La Roumanie n'a toujours pas fermé ses orphelinats de l'époque communiste

Les révélations faites ce week-end, selon lesquelles plus de 60 enfants vivent dans des conditions déplorables dans des orphelinats datant de l’époque communiste, montrent que la Roumanie n'a pas respecté son engagement de fermer ces établissements avant la fin 2024.

EURACTIV Roumanie
Romanian Orphans
La police a ouvert une procédure pénale pour « mauvais traitement de mineurs ». Le Centre de ressources juridiques a également porté plainte auprès de la Direction des enquêtes sur la criminalité organisée et le terrorisme (DIICOT) et du bureau du procureur général. [Kevin Weaver/Getty Images]

BUCAREST — Selon des informations révélées ce week-end, plusieurs dizaines d’enfants vivraient toujours en Roumanie dans des orphelinats datant de l’époque communiste, alors que les autorités s’étaient engagées à fermer ces établissements avant la fin de l’année 2024.

Quatre centres d’accueil situés dans le județ de Mureș, au centre de la Roumanie, sont toujours en fonctionnement, malgré l’expiration de leur licence fin décembre 2024. Ils accueillent notamment des enfants de trois à sept ans, qui devraient pourtant selon la loi être placés dans des familles d’accueil.

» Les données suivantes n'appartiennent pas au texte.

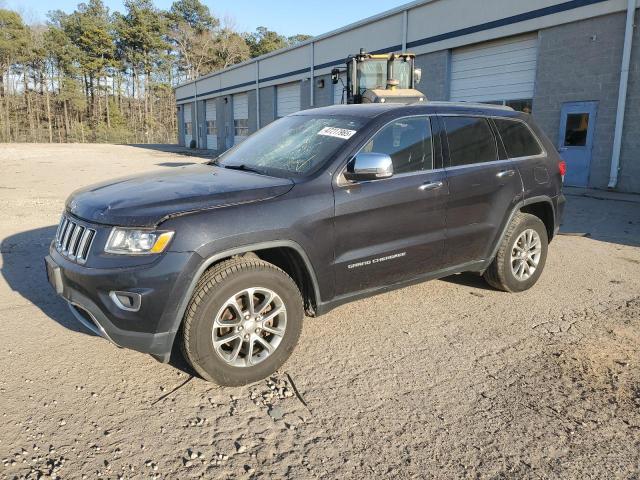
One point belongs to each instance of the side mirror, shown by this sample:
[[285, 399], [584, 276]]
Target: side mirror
[[417, 75], [335, 76], [369, 166]]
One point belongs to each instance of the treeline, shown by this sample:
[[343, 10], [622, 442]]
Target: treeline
[[99, 76]]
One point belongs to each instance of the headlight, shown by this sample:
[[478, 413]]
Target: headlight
[[126, 241]]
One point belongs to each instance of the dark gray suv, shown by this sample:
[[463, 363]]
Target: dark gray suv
[[317, 209]]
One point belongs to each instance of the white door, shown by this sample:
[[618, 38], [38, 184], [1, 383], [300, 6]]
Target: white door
[[188, 125], [495, 71], [340, 90], [212, 127], [240, 117], [287, 99]]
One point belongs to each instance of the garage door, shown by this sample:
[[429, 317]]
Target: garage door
[[495, 71], [287, 99], [212, 130], [240, 117], [188, 126], [339, 90]]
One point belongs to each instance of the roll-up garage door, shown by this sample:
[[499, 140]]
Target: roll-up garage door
[[340, 90], [212, 128], [287, 99], [188, 125], [240, 117], [495, 71]]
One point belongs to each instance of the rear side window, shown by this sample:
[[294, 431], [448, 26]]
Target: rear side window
[[407, 141], [517, 139], [470, 141]]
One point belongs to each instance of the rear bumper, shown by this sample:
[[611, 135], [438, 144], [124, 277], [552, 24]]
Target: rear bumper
[[161, 286]]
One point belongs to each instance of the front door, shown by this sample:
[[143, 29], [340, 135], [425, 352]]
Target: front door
[[577, 127], [393, 229]]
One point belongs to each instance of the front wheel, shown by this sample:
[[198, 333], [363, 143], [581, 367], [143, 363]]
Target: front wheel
[[243, 321], [521, 256]]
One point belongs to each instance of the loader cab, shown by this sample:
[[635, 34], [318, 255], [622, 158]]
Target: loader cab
[[380, 78]]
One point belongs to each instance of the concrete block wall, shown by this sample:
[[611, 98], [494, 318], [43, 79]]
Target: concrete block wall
[[435, 74], [305, 94], [253, 111], [180, 115], [323, 96], [220, 117], [267, 105], [581, 61]]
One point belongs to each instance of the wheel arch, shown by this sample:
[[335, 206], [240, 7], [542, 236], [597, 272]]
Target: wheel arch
[[285, 254], [529, 205]]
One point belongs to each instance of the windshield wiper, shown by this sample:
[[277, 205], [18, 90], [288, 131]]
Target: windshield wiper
[[243, 167]]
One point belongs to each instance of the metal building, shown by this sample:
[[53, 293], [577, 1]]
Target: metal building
[[574, 64]]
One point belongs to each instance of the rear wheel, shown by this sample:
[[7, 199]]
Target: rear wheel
[[522, 255], [243, 321]]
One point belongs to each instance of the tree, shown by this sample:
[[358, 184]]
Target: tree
[[14, 41], [264, 41]]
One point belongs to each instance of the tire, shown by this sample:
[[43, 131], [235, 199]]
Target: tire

Dans l’un de ces établissements, les enfants sont toujours confinés dans des pièces fermées à clé, apparemment en raison d’un manque de personnel. Des médicaments et de la nourriture périmés ont été découverts, et une épidémie de varicelle a été constatée. Certains enfants handicapés n’auraient pas non plus accès aux traitements dont ils ont besoin.

Le conseil du județ de Mureș a expliqué que ces problèmes étaient « isolés ».

Pour Georgiana Pascu, directrice du Centre de ressources juridiques, la vie de ces enfants est pourtant en danger. La police roumaine a ouvert une procédure pénale pour « mauvais traitement » sur mineurs.

Le Centre de ressources juridiques a également saisi la Direction des enquêtes sur la criminalité organisée et le terrorisme (DIICOT) et le Bureau du procureur général.

La DIICOT a annoncé mardi qu’elle enquêtait sur de possibles abus de pouvoir, sur des mauvais traitements, sur un trafic de mineurs et sur la création d’un groupe criminel organisé.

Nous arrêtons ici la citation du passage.